Dracula s’ennuie ferme dans son château, l’éternité finissant par lui peser. Il y convie alors l’écrivain et voyageur Étienne Hauterue, avec lequel il a pris contact par l’entremise de Jonathan Harker. L’auteur se voit proposer un marché : s’il parvient à intéresser par le récit de son dernier voyage le maître des lieux, de dernier lui permettra d’assurer son immortalité… littéraire. Mais dans le cas contraire, Étienne ira grossir les rangs de ceux qui ont déçu le prince des vampires… dans la non-vie.
Atypique est le premier mot qui me vient en tête après avoir terminé la lecture de cette copieuse bande dessinée (192 pages). Tout dans ce projet l’est, à commencer par son histoire. L’auteur avait auparavant publié 3 tomes sous le titre L’itinérêve d’un gentilhomme d’infortune, et a décidé de revoir à la fois le récit-cadre, une bonne partie des dessins (retouchés via le numérique), tout en adjoignant 8 nouvelles planches à celles qui existait déjà. Le résultat, cette intégrale rebaptisée Le prince de l’Ennui, édité par les Éditions du Long Bec.
Le voyage que raconte Etienne Hauterue (anagramme à peine voilée du nom de l’auteur) à Dracula bascule très vite dans l’onirisme, tout en se rattachant avec les grands noms de l’imaginaire anglais. Sa découverte des menhirs et autres cairns semblent l’amener de façon récurrente à rencontre les divinités qui y étaient vénérées, il croise le chemin de Pierre Lapin (dont il souffle l’idée à Béatrix Potter), celui de Perceval, d’Alceister Crowley, de fantômes… tout en découvrant rapidement qu’une vague de crimes secoue le pays, et que la police paraît incapable de stopper. Sherlock Holmes étant occupé à démêler une sombre histoire qui jette l’opprobre sur les Baskerville, Scotland Yard s’attache à résoudre le mystère… en mettant sur l’affaire deux de ses plus fameux limiers : Aberline et Lestrade.

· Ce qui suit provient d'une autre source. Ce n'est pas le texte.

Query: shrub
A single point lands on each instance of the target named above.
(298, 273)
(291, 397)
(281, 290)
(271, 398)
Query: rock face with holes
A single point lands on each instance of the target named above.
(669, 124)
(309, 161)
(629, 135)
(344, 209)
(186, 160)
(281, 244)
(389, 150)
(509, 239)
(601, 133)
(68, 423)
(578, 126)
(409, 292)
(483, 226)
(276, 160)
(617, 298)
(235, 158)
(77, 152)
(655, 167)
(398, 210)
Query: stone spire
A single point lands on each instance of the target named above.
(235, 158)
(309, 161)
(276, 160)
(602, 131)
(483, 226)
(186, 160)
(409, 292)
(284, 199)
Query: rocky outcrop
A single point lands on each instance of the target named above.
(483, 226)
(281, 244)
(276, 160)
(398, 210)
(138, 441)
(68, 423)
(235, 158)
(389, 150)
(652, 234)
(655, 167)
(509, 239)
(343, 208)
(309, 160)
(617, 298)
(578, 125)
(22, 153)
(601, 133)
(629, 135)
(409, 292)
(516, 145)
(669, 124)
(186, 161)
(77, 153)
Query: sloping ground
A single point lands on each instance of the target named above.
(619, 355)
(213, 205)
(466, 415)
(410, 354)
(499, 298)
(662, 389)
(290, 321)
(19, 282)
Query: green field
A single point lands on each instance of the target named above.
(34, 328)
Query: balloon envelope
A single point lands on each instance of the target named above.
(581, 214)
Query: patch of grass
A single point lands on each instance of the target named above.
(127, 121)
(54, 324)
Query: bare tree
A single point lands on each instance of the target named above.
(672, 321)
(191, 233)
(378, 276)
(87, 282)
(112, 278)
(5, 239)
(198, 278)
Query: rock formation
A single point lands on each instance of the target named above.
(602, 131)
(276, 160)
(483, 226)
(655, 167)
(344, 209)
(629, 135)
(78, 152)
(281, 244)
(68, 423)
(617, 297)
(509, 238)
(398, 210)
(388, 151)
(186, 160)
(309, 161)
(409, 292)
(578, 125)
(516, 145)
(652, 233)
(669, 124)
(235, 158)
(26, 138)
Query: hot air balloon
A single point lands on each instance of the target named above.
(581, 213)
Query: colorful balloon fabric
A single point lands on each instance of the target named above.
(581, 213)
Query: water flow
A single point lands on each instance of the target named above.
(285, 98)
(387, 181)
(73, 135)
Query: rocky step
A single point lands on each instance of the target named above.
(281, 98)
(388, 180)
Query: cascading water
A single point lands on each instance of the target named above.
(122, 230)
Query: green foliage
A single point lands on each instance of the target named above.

Il y a quelque chose des Mille et une nuits dans ce récit à tiroirs dans lequel se lance Hauterue, autant pour sauver sa peau que pour parvenir à inscrire son nom parmi la liste des auteurs qu’il révère. Et si les premiers temps de la narration sont ancrés dans le réel, son parcours à travers l’Angleterre et l’Écosse ne cesse de le faire basculer dans un ailleurs imprégné de culture de l’imaginaire. C’est donc à un intinéraire aux multiples dimensions que nous convie, nous et Dracula, l’auteur. Un voyage exploratoire dans les lieux les plus emblématiques du Royaume-Uni, prétexte à en explorer aussi bien l’histoire (l’indépendance de l’Irlande, représentée par le personnage de Michael Collins) que les racines imaginaires… qu’elles soient classiques (le roi Arthur) ou moderne (Highlander).
Graphiquement, il faut avouer que ce Prince de l’Ennui est une petite merveille. L’auteur a opté pour des aquarelles, qui viennent renforcer un trait aussi personnel qu’homogène. La couleur colle à chaque temps de l’intrigue. Ainsi, les sépias du récit principal de Hauterue cèdent la place à des couleurs plus vives quand il se retrouve face à des créatures de fiction, voire basculent vers un bleu plus glacial lors des retours au récit-cadre, où Dracula est à l’écoute.
Le thème du vampire est relativement diffus dans l’oeuvre, l’auteur y puisant avec parcimonie. Dracula, immortel, propose donc à un écrivain de le distraire, avec à la clé soit la promesse d’une immortalité littéraire… soit celle d’une immortalité de mort-vivant. Par la suite, c’est durant le périple du narrateur en Angleterre que le lien se tisse à nouveau : c’est lors de celui-ci qu’il rencontre Jonathan et Mina Harker. On y apprend que le couple est fiancé depuis peu, et que Jonathan est un jeune avoué promis à un bel avenir. Plusieurs références au roman de Stoker émaillent ainsi le récit. Mais, surtout, c’est eux qui mettront en relation Hauterue et Dracula, après que Harker soit revenu du château. Enfin, montrer un Dracula qui s’ennuie, c’est quelque part raccrocher l’ouvrage à la thématique de la solitude du vampire.
Un album très inattendu, qui propose un voyage tous azimuts au lecteur. Si l’utilisation de la figure du vampire reste mince, elle n’en intègre pas moins à la fois le récit-cadre (via le personnage de Dracula) que les pérégrinations d’Etienne Hauterue (par sa rencontre avec un couple bien connu et quelques références éparses). Superbe, quoi qu’il en soit.